Exhibition: Napoleon on the Nile: Soldiers, Artists, and the Rediscovery of Egypt
As a military and colonial endeavor, the Egyptian campaign (1798–1801) was a failure, yet it paradoxically ranks among Napoleon’s most significant achievements.
In addition to his soldiers, Napoleon also brought to Egypt 150 scholars, or savants, whose project it was to systematically explore, describe, and document every aspect of the country - Egypt was soon to become the most thoroughly mapped region on earth. This select group of engineers, scientists, mathematicians, naturalists, and artists served France’s political mission by providing the comprehensive information and skills an occupying force would need to govern and rebuild effectively. At the same time they enhanced the expedition’s ideological goals by rediscovering the wonders of Pharaonic Egyptian civilization, with which Napoleon, in his dual roles of liberator and conqueror, was happy to be associated.
The ultimate product of the Commission’s exhaustive research was the Description de l’Égypte, a massive, encyclopedic compendium published between 1809 and 1828. An unprecedented scholarly achievement, its first edition was composed of ten volumes of text and thirteen volumes of engraved plates. It is considered the foundational work of modern Egyptology.
Bringing together more than eighty plates from the Description de l’Égypte, vivid nineteenth-century Orientalist paintings that were influenced by those illustrations, and a selection of campaign letters and documents, this exhibition explores the legacy of the brief French occupation of Egypt and reveals how the interaction between military power, scientific knowledge, and artistic skills shaped the West’s enduring image of the country.
Napoleon on the Nile: Soldiers, Artists, and the Rediscovery of Egypt is at the Frey Art Museum in Seattle until January 4, 2009.
Lisa Small / Independent Curator
Art Review:
“Napoleon on the Nile” is a mixed bag of intriguing material for anyone interested in Orientalism and the art of discovery and conquest. The exquisite engravings that document the expedition accompanying Napoleon’s ill-fated army through Egypt are the high point of the show. They remind us that in the days before photography, the easiest way for the public to be exposed to the landscapes, flora and fauna of exotic places was for artists to painstakingly reproduce them.
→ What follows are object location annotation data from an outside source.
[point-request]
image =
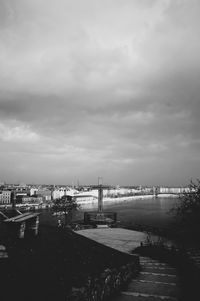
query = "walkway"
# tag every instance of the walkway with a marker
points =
(157, 281)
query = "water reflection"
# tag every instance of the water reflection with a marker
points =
(147, 211)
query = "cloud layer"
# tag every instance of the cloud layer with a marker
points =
(99, 88)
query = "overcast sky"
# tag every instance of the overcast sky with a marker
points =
(105, 88)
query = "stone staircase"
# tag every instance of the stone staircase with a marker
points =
(156, 281)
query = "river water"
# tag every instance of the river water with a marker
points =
(147, 211)
(144, 211)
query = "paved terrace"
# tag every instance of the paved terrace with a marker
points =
(117, 238)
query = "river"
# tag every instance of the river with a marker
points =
(144, 211)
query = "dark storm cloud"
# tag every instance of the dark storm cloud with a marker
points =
(105, 88)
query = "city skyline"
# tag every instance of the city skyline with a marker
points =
(100, 88)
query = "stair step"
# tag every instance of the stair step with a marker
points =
(161, 270)
(159, 297)
(152, 289)
(156, 282)
(157, 278)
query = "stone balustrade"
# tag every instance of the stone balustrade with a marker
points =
(107, 284)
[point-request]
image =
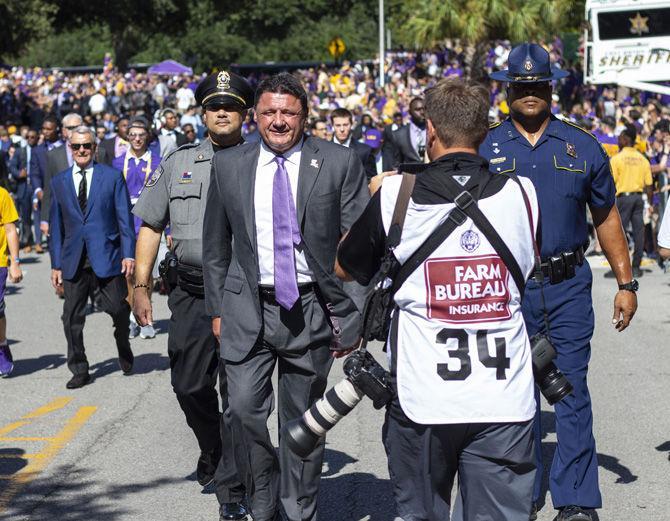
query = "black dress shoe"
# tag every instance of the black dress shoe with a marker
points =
(229, 511)
(207, 463)
(573, 513)
(126, 365)
(78, 380)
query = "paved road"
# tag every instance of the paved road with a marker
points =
(119, 449)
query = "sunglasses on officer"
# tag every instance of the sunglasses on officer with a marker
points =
(228, 106)
(85, 146)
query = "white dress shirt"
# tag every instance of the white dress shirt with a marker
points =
(346, 143)
(77, 177)
(265, 171)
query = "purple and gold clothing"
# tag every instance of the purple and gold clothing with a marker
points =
(608, 141)
(136, 172)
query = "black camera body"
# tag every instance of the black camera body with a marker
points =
(167, 269)
(553, 384)
(372, 379)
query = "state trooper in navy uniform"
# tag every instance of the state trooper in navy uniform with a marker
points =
(569, 170)
(176, 194)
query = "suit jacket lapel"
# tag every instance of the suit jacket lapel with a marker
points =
(310, 166)
(69, 187)
(96, 179)
(247, 180)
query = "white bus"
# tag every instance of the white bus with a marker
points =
(627, 42)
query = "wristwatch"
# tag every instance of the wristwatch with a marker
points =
(633, 286)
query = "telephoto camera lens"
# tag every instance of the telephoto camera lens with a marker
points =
(304, 433)
(553, 384)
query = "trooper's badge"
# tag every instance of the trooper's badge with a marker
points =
(155, 177)
(223, 81)
(470, 240)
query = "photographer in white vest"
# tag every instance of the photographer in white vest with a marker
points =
(460, 356)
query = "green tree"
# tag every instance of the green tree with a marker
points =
(22, 21)
(424, 23)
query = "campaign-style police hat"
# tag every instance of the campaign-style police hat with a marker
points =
(528, 63)
(225, 86)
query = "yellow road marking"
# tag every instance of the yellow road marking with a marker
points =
(57, 404)
(11, 427)
(25, 438)
(32, 470)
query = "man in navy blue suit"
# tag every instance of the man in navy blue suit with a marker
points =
(92, 241)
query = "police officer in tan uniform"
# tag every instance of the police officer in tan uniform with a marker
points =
(176, 194)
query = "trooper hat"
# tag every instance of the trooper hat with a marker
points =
(225, 86)
(528, 63)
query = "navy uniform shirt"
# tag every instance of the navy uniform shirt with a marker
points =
(569, 169)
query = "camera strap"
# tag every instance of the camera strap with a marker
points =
(538, 275)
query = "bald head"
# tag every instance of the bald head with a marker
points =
(69, 123)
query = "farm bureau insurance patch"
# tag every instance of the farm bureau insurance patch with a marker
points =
(466, 290)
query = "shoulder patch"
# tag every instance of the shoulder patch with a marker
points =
(155, 176)
(574, 125)
(185, 146)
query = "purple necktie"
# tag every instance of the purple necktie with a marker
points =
(285, 235)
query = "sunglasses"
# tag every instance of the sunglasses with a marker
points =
(77, 146)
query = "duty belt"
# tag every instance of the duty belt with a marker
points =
(267, 293)
(563, 266)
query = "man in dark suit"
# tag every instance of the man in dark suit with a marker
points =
(342, 121)
(38, 168)
(409, 142)
(92, 242)
(275, 213)
(19, 169)
(115, 146)
(57, 159)
(387, 142)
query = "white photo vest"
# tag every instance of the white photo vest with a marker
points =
(463, 354)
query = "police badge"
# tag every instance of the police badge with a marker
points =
(470, 240)
(155, 177)
(223, 81)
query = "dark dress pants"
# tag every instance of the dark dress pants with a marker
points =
(631, 209)
(24, 206)
(298, 341)
(113, 293)
(573, 477)
(195, 366)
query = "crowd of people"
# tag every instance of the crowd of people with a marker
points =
(254, 285)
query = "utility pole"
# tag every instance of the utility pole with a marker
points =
(382, 49)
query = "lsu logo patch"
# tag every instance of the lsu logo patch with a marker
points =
(470, 240)
(466, 290)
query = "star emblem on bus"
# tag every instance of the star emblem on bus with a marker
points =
(638, 25)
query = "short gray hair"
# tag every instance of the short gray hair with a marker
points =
(459, 111)
(72, 116)
(83, 130)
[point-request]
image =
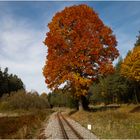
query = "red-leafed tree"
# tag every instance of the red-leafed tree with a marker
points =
(80, 49)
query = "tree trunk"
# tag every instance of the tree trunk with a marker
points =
(80, 105)
(83, 103)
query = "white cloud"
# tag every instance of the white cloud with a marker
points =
(22, 51)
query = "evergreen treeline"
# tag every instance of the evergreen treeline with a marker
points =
(9, 82)
(60, 98)
(124, 85)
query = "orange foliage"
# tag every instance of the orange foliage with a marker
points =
(80, 48)
(130, 67)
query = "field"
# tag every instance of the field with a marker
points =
(22, 124)
(119, 123)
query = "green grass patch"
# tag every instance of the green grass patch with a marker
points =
(22, 126)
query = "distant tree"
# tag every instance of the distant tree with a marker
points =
(9, 82)
(112, 89)
(80, 49)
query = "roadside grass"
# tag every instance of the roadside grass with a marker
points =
(119, 123)
(23, 125)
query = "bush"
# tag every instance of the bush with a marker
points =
(23, 100)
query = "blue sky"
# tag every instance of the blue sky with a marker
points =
(23, 26)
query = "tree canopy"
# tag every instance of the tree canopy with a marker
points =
(80, 49)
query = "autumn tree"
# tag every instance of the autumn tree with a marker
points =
(80, 49)
(130, 69)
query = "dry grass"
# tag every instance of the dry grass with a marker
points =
(22, 126)
(118, 123)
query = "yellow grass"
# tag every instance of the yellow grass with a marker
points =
(118, 123)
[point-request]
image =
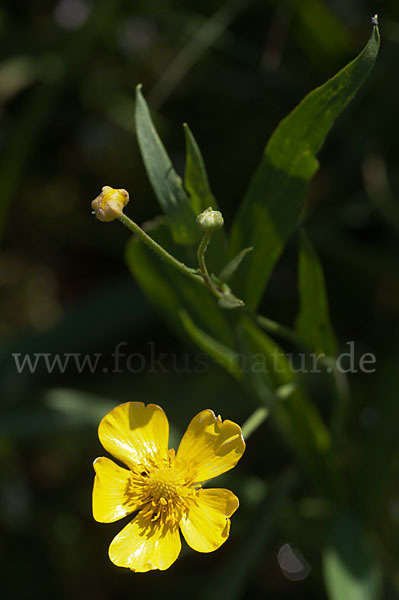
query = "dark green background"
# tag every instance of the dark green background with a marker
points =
(66, 129)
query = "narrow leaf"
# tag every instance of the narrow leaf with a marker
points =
(349, 568)
(225, 356)
(201, 197)
(380, 444)
(313, 321)
(166, 183)
(169, 290)
(230, 580)
(297, 417)
(271, 207)
(195, 178)
(232, 266)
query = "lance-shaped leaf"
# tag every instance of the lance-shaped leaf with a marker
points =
(197, 185)
(313, 321)
(167, 185)
(349, 568)
(271, 207)
(169, 290)
(224, 355)
(195, 177)
(296, 416)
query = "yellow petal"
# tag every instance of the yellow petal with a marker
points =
(206, 525)
(210, 445)
(114, 496)
(144, 545)
(133, 433)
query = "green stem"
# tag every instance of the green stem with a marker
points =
(254, 421)
(202, 265)
(151, 243)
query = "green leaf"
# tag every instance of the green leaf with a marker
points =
(169, 290)
(313, 321)
(195, 178)
(197, 184)
(380, 444)
(297, 417)
(232, 266)
(349, 569)
(166, 183)
(230, 579)
(271, 207)
(225, 356)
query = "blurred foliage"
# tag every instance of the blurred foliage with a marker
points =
(232, 71)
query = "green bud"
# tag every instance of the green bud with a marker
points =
(210, 220)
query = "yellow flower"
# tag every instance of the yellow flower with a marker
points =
(164, 486)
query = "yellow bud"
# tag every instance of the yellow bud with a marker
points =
(110, 203)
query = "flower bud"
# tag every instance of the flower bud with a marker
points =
(110, 203)
(210, 220)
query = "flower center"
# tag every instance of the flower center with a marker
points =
(164, 485)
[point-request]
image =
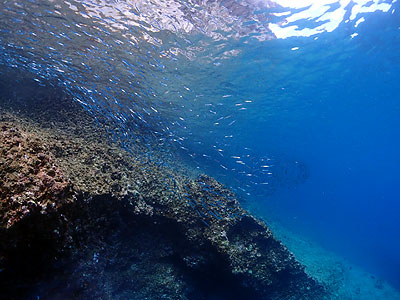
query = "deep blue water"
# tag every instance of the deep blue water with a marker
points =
(307, 127)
This work is spectacular, in a quiet way. I was happiest contemplating engravings of Egyptian landmarks, hieroglyphs, a detail of the Rosetta stone and natural history studies of mummies, spiders, fishes, reptiles, petrified wood and other oddities of the place. Here you get the full sense of how awesome these things were when first seen by European eyes — like scenes from Mars. Even now, as familiar as much of the imagery is, the vast scale, mystery and antiquity of Egyptian culture still thrills.